Yankees make odd bullpen decision ahead of Opening Day

yankees, greg weissert

The New York Yankees have had to make several difficult roster decisions ahead of opening day at 1 PM against the San Francisco Giants. The big news has already been delivered, with Anthony Volpe winning the starting shortstop job outright, but there have been some fluctuations in the outfield, as veteran Rafael Ortega opted out of his contract and Estevan Florial headed for New York with the team.

However, general manager Brian Cashman signed Franchy Cordero, formally of the Boston Red Sox and Baltimore Orioles, to a major league contract after having a dominant spring.

The Yankees still have questions in the bullpen:

Despite things still in flux regarding the outfield, the bullpen is still a reason for apprehension, especially after management sent down Greg Weissert and Ian Hamilton, two promising arms who should be on the 26-man roster.

Weissert struggled in his first MLB action last year, hosting a 5.56 ERA over 11.1 innings, but he didn’t give up a run over his last four appearances, putting together more consistent play after the initial shock. Weissert earned a 3.68 ERA this spring across 7.1 innings, striking out seven batters and logging a 0.95 WHIP. He gave up one earned run over his last three spring outings, accumulating 3.1 innings in that sample size and striking out two batters.

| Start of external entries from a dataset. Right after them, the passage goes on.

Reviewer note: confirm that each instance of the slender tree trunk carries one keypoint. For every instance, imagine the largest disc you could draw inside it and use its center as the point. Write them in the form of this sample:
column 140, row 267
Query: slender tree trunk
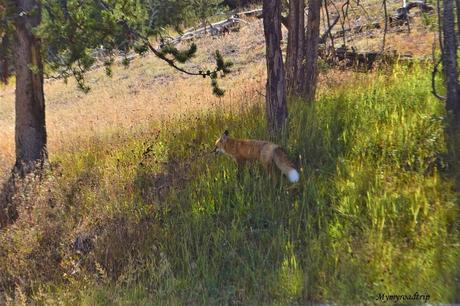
column 450, row 59
column 30, row 101
column 4, row 60
column 311, row 49
column 275, row 97
column 295, row 47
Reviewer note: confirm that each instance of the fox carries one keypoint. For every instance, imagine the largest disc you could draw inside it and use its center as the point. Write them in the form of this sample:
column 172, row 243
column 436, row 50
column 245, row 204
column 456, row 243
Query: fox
column 267, row 153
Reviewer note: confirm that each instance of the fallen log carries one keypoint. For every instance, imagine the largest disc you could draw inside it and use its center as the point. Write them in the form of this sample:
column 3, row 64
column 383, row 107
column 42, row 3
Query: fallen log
column 402, row 14
column 361, row 60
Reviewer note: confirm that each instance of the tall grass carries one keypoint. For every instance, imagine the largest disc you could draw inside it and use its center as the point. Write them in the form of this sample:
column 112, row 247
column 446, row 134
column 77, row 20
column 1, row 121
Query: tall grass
column 169, row 223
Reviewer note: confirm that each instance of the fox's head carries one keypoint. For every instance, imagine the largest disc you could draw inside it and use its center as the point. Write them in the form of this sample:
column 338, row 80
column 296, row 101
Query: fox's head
column 220, row 143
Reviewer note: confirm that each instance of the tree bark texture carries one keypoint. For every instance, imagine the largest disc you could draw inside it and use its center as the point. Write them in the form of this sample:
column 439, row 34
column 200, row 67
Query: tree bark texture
column 30, row 101
column 4, row 60
column 275, row 97
column 450, row 59
column 311, row 49
column 295, row 48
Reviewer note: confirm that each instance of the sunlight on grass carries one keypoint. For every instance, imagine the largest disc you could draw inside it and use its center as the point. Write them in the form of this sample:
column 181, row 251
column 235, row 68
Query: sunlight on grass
column 374, row 212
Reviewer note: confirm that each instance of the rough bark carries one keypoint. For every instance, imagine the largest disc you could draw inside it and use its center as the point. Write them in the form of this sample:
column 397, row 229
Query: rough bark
column 311, row 49
column 295, row 47
column 30, row 101
column 4, row 60
column 450, row 59
column 275, row 97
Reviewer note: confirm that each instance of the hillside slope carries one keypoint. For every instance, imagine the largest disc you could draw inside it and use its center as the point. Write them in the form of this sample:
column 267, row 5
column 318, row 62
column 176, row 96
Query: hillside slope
column 136, row 211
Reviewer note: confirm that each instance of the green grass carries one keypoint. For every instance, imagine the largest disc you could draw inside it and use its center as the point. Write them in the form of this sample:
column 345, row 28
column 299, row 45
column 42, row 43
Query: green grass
column 374, row 212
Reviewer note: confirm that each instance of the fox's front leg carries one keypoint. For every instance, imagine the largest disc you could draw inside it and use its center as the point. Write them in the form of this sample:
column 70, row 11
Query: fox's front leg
column 240, row 164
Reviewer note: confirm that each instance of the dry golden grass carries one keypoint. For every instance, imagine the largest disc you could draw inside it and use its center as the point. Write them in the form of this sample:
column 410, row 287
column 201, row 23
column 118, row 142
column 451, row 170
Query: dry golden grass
column 147, row 91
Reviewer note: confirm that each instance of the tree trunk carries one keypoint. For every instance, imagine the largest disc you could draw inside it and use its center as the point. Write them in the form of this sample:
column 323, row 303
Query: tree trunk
column 450, row 59
column 275, row 97
column 4, row 60
column 295, row 47
column 30, row 101
column 311, row 49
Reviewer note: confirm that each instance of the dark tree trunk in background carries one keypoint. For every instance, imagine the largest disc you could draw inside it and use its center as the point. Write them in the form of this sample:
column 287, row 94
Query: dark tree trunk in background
column 4, row 60
column 275, row 97
column 449, row 59
column 30, row 101
column 311, row 49
column 295, row 47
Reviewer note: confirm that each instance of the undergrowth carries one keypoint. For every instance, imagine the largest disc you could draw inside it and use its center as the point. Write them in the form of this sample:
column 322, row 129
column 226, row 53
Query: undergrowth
column 159, row 220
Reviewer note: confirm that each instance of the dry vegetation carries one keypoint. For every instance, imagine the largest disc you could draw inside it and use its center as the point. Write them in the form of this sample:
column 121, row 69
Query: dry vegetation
column 374, row 204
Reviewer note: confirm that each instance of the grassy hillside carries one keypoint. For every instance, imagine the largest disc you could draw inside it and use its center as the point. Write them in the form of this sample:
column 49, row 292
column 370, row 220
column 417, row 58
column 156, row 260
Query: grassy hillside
column 134, row 209
column 159, row 220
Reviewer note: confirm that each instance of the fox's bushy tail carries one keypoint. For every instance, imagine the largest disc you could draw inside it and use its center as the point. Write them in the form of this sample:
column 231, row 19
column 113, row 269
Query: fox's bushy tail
column 284, row 164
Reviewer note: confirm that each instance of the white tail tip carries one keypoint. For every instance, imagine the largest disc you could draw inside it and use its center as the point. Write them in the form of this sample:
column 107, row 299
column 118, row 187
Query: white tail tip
column 293, row 176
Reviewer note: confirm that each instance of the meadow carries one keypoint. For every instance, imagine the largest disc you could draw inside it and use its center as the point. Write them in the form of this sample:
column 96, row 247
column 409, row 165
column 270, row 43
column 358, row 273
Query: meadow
column 154, row 218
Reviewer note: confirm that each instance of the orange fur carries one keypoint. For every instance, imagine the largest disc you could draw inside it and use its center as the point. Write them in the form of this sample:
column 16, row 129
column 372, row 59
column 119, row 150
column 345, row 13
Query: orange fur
column 267, row 153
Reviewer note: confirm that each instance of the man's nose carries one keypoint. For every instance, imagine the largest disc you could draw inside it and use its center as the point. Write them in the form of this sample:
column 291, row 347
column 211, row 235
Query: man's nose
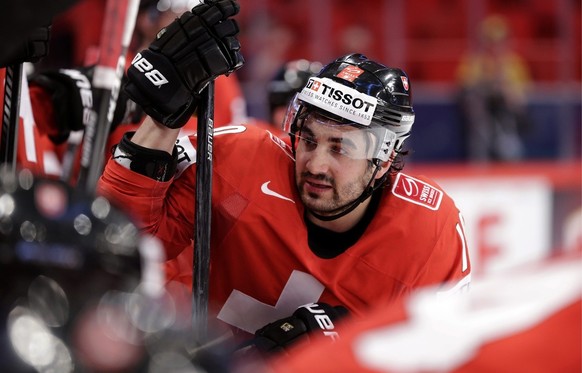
column 319, row 160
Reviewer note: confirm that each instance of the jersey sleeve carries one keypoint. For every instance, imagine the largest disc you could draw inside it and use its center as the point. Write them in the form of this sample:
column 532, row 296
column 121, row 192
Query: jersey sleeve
column 157, row 211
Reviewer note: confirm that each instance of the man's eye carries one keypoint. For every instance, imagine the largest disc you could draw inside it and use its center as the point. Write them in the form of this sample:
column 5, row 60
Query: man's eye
column 309, row 142
column 340, row 150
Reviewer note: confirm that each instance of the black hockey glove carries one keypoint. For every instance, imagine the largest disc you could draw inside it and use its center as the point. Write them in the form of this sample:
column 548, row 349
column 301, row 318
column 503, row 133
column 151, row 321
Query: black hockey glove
column 310, row 319
column 74, row 105
column 30, row 49
column 193, row 50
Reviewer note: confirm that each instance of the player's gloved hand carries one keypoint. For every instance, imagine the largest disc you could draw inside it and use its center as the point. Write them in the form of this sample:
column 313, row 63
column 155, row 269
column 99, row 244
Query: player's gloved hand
column 73, row 103
column 308, row 320
column 193, row 50
column 30, row 49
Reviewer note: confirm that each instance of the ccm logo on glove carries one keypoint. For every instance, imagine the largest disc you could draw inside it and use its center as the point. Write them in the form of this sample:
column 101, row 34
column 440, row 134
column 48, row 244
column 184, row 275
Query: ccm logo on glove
column 322, row 314
column 153, row 75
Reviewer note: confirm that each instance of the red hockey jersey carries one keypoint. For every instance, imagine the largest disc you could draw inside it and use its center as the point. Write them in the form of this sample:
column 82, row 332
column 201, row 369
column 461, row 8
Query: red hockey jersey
column 262, row 268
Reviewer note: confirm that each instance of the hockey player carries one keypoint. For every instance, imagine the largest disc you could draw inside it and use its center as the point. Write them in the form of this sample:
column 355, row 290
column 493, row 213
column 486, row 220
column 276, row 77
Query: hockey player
column 288, row 80
column 329, row 219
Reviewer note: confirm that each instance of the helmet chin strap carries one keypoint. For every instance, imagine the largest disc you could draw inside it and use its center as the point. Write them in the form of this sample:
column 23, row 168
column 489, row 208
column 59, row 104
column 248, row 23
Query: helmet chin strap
column 350, row 206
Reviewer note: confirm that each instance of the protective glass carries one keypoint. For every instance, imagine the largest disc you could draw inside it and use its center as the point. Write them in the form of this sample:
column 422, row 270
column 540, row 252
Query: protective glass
column 342, row 140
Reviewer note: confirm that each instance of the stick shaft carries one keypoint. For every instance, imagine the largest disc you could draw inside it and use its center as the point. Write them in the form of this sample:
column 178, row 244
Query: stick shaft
column 115, row 38
column 10, row 116
column 201, row 265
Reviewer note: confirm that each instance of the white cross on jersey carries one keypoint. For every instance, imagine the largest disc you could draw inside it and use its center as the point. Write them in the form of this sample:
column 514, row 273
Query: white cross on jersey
column 249, row 314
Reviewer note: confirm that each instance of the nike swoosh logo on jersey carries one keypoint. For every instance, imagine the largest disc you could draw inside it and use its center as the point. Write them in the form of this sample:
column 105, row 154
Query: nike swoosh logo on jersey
column 265, row 189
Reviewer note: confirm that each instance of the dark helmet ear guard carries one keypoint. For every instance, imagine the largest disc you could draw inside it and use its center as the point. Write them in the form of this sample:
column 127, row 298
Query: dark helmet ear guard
column 289, row 80
column 354, row 90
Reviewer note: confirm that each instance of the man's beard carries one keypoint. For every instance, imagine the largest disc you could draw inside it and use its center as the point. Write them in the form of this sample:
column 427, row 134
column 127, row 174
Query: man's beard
column 339, row 201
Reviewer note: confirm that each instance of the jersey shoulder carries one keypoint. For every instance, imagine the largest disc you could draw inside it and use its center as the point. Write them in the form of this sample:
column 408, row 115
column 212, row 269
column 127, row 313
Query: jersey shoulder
column 419, row 191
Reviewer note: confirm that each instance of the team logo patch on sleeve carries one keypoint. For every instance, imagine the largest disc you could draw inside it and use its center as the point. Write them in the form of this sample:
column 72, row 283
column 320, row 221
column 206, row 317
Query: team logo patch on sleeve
column 417, row 191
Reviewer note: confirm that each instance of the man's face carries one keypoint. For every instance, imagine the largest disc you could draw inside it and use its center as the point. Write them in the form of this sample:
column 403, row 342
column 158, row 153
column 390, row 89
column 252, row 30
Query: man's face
column 331, row 167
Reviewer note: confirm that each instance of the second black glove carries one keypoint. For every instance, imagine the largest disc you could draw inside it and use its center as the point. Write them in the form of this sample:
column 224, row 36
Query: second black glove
column 193, row 50
column 311, row 319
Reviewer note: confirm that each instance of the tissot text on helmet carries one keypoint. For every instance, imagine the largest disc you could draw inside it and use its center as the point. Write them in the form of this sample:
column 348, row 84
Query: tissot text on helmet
column 340, row 100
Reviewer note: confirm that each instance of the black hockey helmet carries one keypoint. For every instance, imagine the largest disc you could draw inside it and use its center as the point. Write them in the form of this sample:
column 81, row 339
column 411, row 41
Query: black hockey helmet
column 76, row 274
column 290, row 79
column 356, row 91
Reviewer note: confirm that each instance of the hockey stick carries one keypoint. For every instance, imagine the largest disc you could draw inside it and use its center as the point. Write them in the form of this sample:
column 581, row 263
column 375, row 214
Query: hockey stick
column 115, row 38
column 10, row 116
column 201, row 265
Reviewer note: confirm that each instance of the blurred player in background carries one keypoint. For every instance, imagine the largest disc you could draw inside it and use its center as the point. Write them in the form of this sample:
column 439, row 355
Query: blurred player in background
column 83, row 290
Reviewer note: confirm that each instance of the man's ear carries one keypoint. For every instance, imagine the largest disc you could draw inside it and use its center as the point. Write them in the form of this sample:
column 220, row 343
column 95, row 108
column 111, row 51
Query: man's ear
column 384, row 167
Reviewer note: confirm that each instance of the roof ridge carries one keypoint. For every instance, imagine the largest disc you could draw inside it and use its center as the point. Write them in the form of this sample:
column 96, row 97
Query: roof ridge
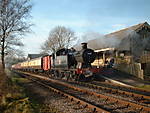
column 139, row 25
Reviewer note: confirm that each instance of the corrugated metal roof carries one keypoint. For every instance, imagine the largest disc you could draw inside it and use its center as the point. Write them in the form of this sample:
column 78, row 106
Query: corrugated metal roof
column 119, row 39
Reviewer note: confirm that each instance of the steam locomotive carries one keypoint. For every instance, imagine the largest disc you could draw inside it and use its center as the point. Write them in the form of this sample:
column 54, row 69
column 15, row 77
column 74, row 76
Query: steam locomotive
column 66, row 63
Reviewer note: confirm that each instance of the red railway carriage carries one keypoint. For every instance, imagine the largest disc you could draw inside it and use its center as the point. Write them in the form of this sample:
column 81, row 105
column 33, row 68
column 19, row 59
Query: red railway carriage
column 46, row 65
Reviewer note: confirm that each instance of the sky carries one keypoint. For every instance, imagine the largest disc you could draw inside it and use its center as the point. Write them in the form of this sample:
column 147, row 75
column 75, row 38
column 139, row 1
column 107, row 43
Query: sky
column 83, row 16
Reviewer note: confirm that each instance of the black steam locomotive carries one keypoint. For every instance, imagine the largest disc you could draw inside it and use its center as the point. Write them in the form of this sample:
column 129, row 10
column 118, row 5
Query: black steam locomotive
column 66, row 63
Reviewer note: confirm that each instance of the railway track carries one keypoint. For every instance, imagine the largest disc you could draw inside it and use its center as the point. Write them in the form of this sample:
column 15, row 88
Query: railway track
column 124, row 95
column 98, row 102
column 123, row 88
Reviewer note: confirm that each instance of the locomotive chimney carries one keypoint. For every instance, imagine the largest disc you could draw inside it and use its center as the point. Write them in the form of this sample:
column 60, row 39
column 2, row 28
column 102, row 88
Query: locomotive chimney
column 84, row 45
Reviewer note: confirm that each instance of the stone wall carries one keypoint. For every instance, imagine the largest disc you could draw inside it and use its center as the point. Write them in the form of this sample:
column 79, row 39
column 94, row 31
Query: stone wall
column 132, row 68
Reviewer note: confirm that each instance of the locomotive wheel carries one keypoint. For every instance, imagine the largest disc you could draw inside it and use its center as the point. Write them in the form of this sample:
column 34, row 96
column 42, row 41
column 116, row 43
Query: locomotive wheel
column 56, row 74
column 81, row 77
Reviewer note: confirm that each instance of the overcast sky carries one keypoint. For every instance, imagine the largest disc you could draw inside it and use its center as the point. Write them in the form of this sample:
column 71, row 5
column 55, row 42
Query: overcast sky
column 82, row 16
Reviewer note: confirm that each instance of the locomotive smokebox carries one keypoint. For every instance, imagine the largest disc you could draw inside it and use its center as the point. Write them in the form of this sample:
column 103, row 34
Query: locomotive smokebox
column 84, row 45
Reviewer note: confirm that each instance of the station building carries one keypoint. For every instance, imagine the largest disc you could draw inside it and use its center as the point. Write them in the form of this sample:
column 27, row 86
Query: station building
column 129, row 47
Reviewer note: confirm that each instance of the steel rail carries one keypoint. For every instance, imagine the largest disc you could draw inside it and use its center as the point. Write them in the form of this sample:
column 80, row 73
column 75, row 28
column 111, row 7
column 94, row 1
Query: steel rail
column 119, row 101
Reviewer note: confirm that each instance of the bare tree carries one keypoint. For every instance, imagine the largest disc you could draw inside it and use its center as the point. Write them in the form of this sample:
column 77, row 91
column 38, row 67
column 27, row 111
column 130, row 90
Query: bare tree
column 13, row 24
column 59, row 37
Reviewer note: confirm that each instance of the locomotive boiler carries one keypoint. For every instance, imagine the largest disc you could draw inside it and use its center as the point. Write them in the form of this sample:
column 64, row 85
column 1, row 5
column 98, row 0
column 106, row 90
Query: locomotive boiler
column 85, row 56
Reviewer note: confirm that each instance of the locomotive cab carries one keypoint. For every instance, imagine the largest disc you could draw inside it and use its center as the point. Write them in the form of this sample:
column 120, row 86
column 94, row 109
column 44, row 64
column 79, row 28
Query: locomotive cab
column 85, row 56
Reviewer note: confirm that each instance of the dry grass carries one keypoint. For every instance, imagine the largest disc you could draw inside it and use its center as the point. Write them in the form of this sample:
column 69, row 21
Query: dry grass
column 12, row 100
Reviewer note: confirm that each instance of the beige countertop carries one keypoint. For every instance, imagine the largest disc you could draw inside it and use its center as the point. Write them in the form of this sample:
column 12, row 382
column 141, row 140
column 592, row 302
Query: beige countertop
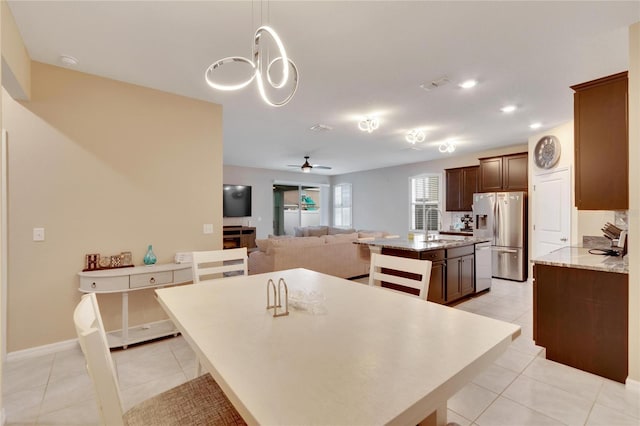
column 440, row 242
column 580, row 258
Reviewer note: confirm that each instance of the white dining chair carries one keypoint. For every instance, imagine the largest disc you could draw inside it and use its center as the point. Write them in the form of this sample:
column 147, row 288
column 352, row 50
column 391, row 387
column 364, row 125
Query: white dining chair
column 199, row 401
column 404, row 265
column 216, row 263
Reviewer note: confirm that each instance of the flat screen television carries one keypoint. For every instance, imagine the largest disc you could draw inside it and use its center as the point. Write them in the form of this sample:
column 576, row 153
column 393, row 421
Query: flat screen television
column 236, row 200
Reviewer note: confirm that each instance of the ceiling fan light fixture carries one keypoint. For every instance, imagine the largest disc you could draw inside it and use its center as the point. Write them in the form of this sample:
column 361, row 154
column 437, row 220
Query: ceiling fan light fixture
column 415, row 136
column 306, row 167
column 447, row 147
column 369, row 124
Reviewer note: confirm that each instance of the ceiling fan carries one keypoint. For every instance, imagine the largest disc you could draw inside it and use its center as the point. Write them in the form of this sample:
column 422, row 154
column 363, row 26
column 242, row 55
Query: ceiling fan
column 306, row 167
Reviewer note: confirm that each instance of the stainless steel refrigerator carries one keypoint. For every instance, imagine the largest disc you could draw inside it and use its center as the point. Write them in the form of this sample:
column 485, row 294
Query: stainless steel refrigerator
column 502, row 217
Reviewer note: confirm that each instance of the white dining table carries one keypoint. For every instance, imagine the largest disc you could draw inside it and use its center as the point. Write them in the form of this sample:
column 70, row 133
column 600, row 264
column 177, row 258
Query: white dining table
column 352, row 355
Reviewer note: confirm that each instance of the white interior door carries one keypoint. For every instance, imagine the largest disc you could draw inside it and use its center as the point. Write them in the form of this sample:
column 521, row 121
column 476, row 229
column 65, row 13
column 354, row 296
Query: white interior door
column 551, row 211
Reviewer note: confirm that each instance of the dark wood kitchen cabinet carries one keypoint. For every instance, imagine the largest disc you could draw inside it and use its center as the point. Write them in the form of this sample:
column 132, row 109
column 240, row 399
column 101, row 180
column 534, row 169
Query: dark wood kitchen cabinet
column 602, row 143
column 437, row 282
column 460, row 272
column 504, row 173
column 461, row 184
column 581, row 317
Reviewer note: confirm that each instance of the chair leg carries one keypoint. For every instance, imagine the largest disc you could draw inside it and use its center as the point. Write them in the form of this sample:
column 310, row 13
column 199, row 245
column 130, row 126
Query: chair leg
column 198, row 368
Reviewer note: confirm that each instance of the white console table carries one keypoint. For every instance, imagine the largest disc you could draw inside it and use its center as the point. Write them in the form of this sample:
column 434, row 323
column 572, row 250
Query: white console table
column 124, row 280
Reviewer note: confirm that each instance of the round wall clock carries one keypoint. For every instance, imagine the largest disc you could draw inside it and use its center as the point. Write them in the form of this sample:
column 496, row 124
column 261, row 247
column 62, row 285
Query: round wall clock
column 547, row 152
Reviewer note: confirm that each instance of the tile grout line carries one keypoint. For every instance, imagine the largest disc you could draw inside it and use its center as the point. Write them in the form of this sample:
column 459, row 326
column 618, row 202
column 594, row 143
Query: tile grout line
column 505, row 388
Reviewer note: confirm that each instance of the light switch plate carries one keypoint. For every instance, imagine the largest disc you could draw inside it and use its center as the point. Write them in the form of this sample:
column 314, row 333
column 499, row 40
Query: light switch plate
column 38, row 234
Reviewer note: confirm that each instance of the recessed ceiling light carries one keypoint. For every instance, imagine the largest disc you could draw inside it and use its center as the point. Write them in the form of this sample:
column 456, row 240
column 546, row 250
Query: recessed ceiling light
column 68, row 61
column 468, row 84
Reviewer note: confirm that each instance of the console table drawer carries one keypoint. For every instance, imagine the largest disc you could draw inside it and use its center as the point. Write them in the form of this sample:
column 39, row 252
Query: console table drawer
column 150, row 279
column 98, row 284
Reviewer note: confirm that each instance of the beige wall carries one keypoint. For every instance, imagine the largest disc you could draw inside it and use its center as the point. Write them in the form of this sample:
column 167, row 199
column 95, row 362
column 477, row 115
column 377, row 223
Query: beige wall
column 2, row 298
column 634, row 202
column 104, row 167
column 16, row 63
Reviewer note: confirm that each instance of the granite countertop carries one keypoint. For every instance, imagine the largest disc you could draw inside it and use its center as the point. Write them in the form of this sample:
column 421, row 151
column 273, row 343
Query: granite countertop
column 580, row 258
column 457, row 232
column 441, row 242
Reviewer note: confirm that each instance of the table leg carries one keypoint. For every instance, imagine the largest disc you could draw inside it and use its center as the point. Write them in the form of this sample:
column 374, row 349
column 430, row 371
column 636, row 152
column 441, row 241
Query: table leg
column 125, row 319
column 378, row 250
column 437, row 418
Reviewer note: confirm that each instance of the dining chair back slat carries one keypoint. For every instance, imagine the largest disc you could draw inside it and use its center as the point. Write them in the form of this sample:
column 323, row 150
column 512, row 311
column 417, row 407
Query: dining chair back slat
column 382, row 266
column 217, row 263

Weissert generates frisbee-like action on his pitches, utilizing a fastball, change-up, and slider. He needs a bit more MLB experience under his belt to build confidence and comfort, but I wouldn’t expect him to be with Triple-A Scranton for long since he may serve as the first-choice option to be promoted.

On the other hand, Hamilton put together a strong spring performance at 27 years old. They sent him back to Triple-A, bringing him in as a non-roster invite after spending the 2022 season in Minnesota. He enjoyed 28.2 innings with their Triple-A affiliate and 2.2 innings at the MLB level.

In triple-A, he hosted a 1.88 ERA and 11.30 strikeouts per nine with a 78% left-on-base rate and 51.6% ground ball rate. This spring, however, he was electric, producing nine scoreless innings and collecting six strikeouts with a 0.89 WHIP.

Hamilton has good stuff, and the Yankees would be foolish not to utilize him during the season. Ian utilizes a fastball and slider combination at about an even split. His fastball averages around 95 mph, and his slider 97 mph. His velocity has dipped over the past few years, but he certainly produced quality over the past few weeks, indicating he could play a part in the bullpen this season.

The Yankees have too many RHP, so they may be looking to add a bit of diversity to their bullpen, which might be why Weissert and Hamilton ended up in Scranton.